Turkish Neurosurgery
Felipe Soares Bolentine1, Elany Maria Ferreira Portela1, Iara Santos Rodrigues1, Laryssa Maria Ribeiro Araújo1, Anderson Eduardo Anadinho da Silva1, Leonardo Zumerkorn Pipek2, Josué da Silva Brito3, Eberval Gadelha Figueiredo4, Nicollas Nunes Rabelo5
1UniAtenas, Internal Medicine, Paracatu-MG,
2University of São Paulo, Neurology, São Paulo-SP,
3Atenas Medical School, Internal Medicine, Passos-MG,
4University of São Paulo, Neurosurgery, São Paulo-SP,
5Atenas Medical School, Neurosurgery, Passos-MG,
DOI: 10.5137/1019-5149.JTN.45919-23.1

Introduction: Extraventricular drainage (EVD) combined with fibrinolytics may prove effective in reducing morbidity and mortality rates associated with intraventricular cerebral hemorrhage (IVH). This efficacy is primarily attributed to increased drainage capacity and a decreased risk of EVD obstruction when fibrinolytics are employed.
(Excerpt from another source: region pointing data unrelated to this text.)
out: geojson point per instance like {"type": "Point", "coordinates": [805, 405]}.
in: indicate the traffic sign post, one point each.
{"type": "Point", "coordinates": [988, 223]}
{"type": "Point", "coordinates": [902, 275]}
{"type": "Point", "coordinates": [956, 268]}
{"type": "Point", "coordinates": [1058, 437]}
This systematic review and meta-analysis aimed to determine the effectiveness of thrombolytics in this context. Methods: A literature review was conducted in accordance with the Preferred Reporting Items for Systematic Reviews and Meta-Analyses (PRISMA) guidelines (PROSPERO registration number: CRD42022332152). Articles were selected from various sources, including PubMed, Trip Database, LILACS, Cochrane Library, and ScienceDirect. Clinical trials focusing on IVH treatment using EVD and/or fibrinolytics were considered. The Risk of Bias in Non-randomized Studies of Interventions (ROB 2) tool was employed for bias assessment. A fixed-effects regression model was used following heterogeneity analysis. Treatment effectiveness was evaluated based on mortality outcomes. Results: A total of 531 patients from four studies were included. The use of fibrinolytics significantly decreased IVH mortality compared with a placebo. The odds ratio (OR) for recombinant tissue plasminogen activator (rtPA) or alteplase was 0.54 [0.36; 0.82]. For urokinase (UK), the OR was 0.21 [0.03; 1.54], rendering it statistically non-significant. The overall OR was 0.52 [0.35; 0.78], and the heterogeneity I2 was 0% (indicating low heterogeneity). Conclusion: While EVD alone is a common approach for managing hydrocephalus, its effectiveness is limited by potential blockages and infections. Combining EVD with UK or rtPA demonstrated improved patient outcomes. rtPA stands out as a reliable and effective option, while limited data are available regarding UK\'s effectiveness in reducing IVH mortality.